Anche il tasso di nuzialità è collassato. Una delle correlazioni più certe è quella che lega la fertilità al matrimonio, perché una donna sposata tende ad avere mediamente circa il doppio di figli rispetto a una donna non sposata (negli Stati Uniti ogni 1.000 donne di età compresa fra i 15 e 44 anni si registrano circa 84 bimbi per le donne sposate e solo 40 per quelle non sposate), ed è una tendenza vera anche in Italia e negli altri Paesi. Quindi, se i matrimoni diminuiscono, o se vengono rinviati a un’età sempre più avanzata, si può essere certi che anche la natalità subisca un contraccolpo negativo. E questo è quanto puntualmente accaduto negli Stati Uniti e in Italia.
Un’altra cattiva notizia
Un altro fattore alla base del forte calo demografico statunitense dopo il 2007 è il crollo della fertilità tra le donne di origine ispanica, che hanno iniziato ad assumere i medesimi stili di vita delle proprie coetanee di altra etnia e cultura. Infatti, una delle cause che incidono negativamente sulla natalità, ben più dei costi direttamente legati al mantenimento e all’educazione dei figli, è legata alle “opportunità” di vita a cui occorre rinunciare – vero in modo specifico le donne – per mettere su famiglia: dal prolungamento dell’istruzione alle maggiori possibilità di carriera, di reddito e di tempo libero. Una conferma ulteriore che la causa non è l’economia bensì la cultura, intesa nel senso più ampio possibile come “visione del mondo”: gli statunitensi, insomma, su questo punto iniziano ad assomigliare sempre di più agli europei, e non è una buona notizia.

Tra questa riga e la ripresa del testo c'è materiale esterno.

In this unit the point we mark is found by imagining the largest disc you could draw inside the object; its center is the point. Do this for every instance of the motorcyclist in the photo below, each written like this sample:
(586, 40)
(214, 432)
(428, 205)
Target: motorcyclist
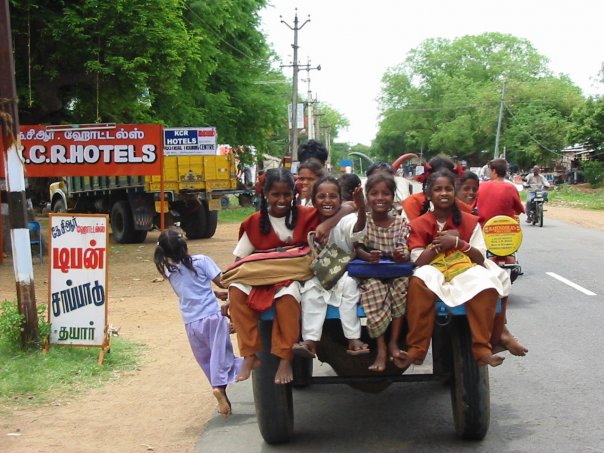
(535, 181)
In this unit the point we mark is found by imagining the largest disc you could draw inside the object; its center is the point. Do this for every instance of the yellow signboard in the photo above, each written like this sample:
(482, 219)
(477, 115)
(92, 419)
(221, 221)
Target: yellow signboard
(502, 235)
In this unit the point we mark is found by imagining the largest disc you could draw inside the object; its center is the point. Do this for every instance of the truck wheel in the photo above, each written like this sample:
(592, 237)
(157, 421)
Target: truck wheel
(59, 206)
(122, 224)
(195, 224)
(212, 217)
(139, 236)
(274, 402)
(470, 397)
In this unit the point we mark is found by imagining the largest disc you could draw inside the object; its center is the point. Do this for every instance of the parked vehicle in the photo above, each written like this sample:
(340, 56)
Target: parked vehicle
(193, 189)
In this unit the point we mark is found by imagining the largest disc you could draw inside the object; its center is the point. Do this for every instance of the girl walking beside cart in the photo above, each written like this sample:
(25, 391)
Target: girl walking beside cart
(207, 329)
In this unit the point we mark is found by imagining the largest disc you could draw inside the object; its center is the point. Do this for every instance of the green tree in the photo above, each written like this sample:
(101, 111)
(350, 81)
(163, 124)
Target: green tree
(588, 126)
(177, 62)
(445, 97)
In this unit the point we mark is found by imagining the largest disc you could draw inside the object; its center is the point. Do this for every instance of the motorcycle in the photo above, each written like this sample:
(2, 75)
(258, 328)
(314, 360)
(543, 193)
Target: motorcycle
(534, 214)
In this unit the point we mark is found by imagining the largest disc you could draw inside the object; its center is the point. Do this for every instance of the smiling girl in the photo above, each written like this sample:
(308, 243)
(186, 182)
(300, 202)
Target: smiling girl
(278, 223)
(326, 198)
(448, 230)
(384, 301)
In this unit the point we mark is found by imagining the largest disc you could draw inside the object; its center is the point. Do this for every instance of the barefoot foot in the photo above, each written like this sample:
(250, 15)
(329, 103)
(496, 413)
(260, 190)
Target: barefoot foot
(394, 351)
(511, 343)
(250, 362)
(405, 361)
(379, 365)
(491, 359)
(224, 405)
(284, 374)
(357, 347)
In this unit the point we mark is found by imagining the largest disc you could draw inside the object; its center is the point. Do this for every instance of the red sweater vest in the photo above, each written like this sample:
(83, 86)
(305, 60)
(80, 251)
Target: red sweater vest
(308, 219)
(424, 229)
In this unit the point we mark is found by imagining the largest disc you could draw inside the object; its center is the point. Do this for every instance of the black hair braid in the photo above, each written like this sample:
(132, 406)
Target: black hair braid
(292, 217)
(456, 215)
(265, 223)
(172, 249)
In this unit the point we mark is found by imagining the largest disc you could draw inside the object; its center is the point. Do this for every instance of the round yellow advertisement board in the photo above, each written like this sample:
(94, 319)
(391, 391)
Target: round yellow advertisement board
(502, 235)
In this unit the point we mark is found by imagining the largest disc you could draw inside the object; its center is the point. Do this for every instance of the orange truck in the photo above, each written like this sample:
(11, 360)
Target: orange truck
(118, 171)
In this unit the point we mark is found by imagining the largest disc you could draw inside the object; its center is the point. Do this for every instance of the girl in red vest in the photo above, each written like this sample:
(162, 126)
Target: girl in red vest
(280, 222)
(478, 283)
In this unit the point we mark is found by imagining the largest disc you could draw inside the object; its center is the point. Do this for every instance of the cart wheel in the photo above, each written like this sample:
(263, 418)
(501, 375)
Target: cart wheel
(274, 403)
(470, 398)
(302, 372)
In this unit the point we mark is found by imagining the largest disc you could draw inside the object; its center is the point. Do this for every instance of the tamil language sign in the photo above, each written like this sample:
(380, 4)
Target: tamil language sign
(97, 150)
(190, 141)
(502, 235)
(78, 279)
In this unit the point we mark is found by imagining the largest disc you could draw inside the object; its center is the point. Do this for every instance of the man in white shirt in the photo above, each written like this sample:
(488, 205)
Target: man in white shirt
(535, 181)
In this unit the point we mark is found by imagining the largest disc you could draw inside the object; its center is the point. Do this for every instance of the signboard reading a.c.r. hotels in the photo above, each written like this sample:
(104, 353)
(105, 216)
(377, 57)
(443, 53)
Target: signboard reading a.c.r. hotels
(91, 150)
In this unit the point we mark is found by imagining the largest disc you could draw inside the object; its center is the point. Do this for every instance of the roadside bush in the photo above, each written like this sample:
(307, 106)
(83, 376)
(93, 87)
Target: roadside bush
(594, 172)
(11, 324)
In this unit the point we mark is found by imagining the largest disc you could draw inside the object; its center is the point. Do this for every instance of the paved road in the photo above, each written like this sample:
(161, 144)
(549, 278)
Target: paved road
(549, 401)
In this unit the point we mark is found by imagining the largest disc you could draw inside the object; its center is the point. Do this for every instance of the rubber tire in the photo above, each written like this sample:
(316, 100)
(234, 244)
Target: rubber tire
(302, 372)
(274, 402)
(470, 395)
(139, 236)
(122, 224)
(540, 214)
(212, 221)
(195, 223)
(59, 206)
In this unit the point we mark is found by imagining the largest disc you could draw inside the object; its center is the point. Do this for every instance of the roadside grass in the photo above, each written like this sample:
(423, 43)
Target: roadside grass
(35, 377)
(577, 197)
(235, 214)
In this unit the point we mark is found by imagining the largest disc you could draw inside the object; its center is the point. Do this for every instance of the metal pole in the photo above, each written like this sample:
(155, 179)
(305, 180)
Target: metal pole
(15, 180)
(294, 132)
(496, 152)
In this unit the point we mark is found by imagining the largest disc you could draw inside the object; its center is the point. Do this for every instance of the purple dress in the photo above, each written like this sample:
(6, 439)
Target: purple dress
(207, 329)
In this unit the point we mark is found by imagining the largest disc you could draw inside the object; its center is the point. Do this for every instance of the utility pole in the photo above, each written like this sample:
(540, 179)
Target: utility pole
(501, 102)
(15, 181)
(310, 102)
(293, 143)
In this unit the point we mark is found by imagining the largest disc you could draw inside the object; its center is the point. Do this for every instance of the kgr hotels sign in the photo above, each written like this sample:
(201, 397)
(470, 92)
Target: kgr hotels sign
(96, 150)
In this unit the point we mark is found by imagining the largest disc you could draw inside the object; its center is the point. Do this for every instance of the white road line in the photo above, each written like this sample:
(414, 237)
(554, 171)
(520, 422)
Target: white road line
(571, 284)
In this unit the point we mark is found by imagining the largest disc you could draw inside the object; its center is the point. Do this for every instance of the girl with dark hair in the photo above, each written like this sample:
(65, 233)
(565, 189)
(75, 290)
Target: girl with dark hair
(384, 301)
(309, 172)
(280, 222)
(417, 204)
(436, 238)
(191, 279)
(345, 294)
(467, 187)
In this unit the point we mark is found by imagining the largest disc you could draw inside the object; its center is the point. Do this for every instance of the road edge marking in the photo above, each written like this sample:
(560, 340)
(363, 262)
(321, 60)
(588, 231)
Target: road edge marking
(571, 284)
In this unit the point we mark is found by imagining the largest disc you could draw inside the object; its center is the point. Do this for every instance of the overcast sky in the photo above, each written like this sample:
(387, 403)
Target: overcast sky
(356, 41)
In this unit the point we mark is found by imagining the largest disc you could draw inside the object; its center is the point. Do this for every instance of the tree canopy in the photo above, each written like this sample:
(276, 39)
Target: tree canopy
(445, 98)
(177, 62)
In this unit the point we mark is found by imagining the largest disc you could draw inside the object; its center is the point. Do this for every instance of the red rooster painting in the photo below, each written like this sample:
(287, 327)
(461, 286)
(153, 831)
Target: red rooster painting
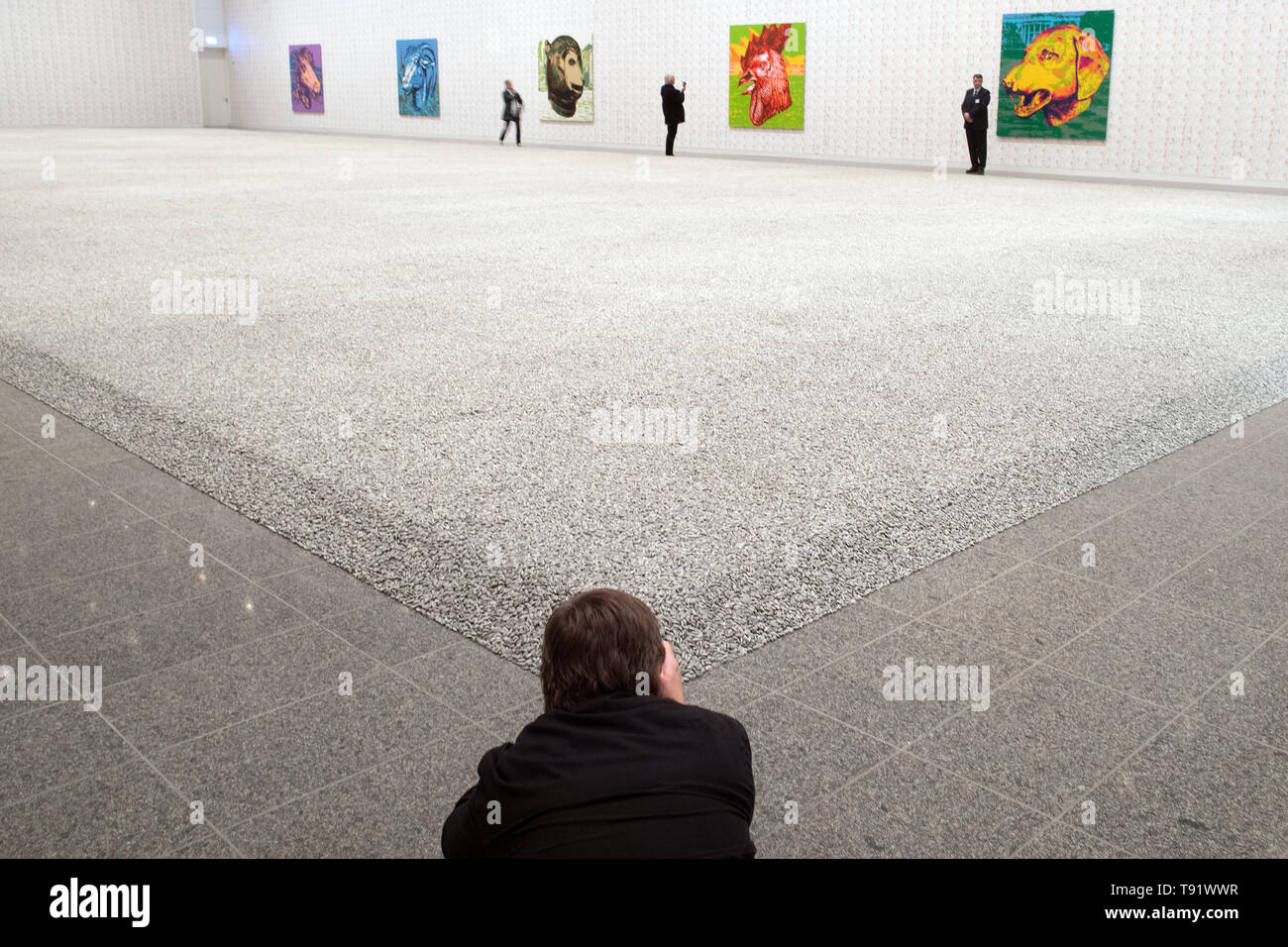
(764, 68)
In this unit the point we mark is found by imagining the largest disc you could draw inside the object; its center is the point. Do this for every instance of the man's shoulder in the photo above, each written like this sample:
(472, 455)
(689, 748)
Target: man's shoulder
(711, 718)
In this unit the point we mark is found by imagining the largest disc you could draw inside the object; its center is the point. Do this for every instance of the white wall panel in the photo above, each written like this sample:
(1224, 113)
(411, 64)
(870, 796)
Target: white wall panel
(98, 63)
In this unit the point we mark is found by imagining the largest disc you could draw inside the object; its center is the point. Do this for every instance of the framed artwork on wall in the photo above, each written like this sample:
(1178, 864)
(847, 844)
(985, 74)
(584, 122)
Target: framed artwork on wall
(767, 76)
(566, 77)
(307, 77)
(417, 77)
(1055, 75)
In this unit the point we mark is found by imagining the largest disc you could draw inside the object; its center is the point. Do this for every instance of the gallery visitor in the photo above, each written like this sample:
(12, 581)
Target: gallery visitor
(510, 111)
(617, 766)
(673, 110)
(975, 118)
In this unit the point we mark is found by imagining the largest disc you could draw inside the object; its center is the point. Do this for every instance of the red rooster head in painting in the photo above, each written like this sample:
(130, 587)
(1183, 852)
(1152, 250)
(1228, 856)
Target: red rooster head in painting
(763, 65)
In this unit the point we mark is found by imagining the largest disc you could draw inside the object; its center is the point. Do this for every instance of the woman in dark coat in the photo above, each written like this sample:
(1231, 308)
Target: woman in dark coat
(510, 112)
(673, 111)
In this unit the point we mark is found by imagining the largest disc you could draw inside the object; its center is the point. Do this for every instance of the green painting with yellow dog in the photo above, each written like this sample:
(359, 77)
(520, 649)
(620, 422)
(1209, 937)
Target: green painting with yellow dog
(1055, 75)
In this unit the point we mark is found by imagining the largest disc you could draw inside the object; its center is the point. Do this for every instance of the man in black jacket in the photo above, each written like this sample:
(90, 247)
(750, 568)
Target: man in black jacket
(510, 111)
(975, 118)
(673, 111)
(618, 766)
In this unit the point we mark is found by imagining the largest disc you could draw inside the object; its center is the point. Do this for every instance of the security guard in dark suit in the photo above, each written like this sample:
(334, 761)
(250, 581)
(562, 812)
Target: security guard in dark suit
(975, 116)
(673, 111)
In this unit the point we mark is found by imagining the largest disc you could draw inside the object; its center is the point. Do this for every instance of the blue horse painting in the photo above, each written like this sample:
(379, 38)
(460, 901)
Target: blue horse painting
(417, 77)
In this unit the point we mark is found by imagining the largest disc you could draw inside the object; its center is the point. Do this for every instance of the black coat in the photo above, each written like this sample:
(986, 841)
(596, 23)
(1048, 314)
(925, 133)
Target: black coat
(673, 105)
(513, 106)
(977, 105)
(619, 776)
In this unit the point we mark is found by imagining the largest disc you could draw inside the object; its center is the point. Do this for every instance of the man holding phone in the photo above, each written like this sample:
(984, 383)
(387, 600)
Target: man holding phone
(673, 110)
(618, 766)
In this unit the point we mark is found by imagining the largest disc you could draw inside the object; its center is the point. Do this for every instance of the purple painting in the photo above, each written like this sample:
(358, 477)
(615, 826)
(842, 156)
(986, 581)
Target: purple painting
(307, 77)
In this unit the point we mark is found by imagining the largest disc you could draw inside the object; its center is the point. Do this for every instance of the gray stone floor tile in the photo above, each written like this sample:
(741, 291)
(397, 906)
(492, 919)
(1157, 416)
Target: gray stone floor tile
(125, 812)
(219, 689)
(1244, 579)
(721, 689)
(322, 590)
(506, 725)
(142, 484)
(78, 603)
(1197, 792)
(1157, 652)
(174, 634)
(267, 761)
(925, 590)
(854, 688)
(1149, 543)
(793, 656)
(906, 808)
(1044, 738)
(1261, 711)
(1068, 841)
(54, 745)
(248, 548)
(394, 809)
(43, 508)
(472, 680)
(390, 631)
(1030, 609)
(800, 755)
(62, 558)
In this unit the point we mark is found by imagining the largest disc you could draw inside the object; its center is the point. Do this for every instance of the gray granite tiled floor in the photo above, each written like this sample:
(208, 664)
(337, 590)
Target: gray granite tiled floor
(1111, 684)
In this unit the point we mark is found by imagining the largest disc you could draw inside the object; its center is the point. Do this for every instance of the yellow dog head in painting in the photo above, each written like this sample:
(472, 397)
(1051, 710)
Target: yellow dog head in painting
(1060, 72)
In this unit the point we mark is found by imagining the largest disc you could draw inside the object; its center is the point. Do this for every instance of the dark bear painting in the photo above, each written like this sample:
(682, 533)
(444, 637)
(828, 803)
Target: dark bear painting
(307, 77)
(566, 77)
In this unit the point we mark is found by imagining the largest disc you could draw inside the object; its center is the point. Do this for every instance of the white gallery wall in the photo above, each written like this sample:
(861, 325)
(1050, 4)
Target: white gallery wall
(1198, 85)
(98, 63)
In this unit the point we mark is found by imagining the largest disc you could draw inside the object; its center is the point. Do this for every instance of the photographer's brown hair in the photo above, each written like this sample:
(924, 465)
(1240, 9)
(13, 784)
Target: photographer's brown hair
(596, 643)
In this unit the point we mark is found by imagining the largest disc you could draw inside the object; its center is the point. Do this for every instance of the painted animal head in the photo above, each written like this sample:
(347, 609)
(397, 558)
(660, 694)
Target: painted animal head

L’analisi dei tre economisti si conclude con una riflessione sulle possibili azioni da intraprendere. Se le cause profonde sono di tipo culturale, e non economico-finanziario, come risulta oramai dimostrato, per invertire la tendenza non ci si potrà limitare a interventi riequilibrativi di tipo fiscale, seppur opportuni e necessari. Occorre invece un cambio di paradigma di tipo culturale. Per usare espressioni oggi alla moda, serve una nuova narrazione a favore della famiglia naturale e della vita, senza cui il nostro modello sociale, economico e politico non sarà sostenibile a lungo. E non si creda che si tratti di questioni “religiose”: su questo si gioca il nostro futuro.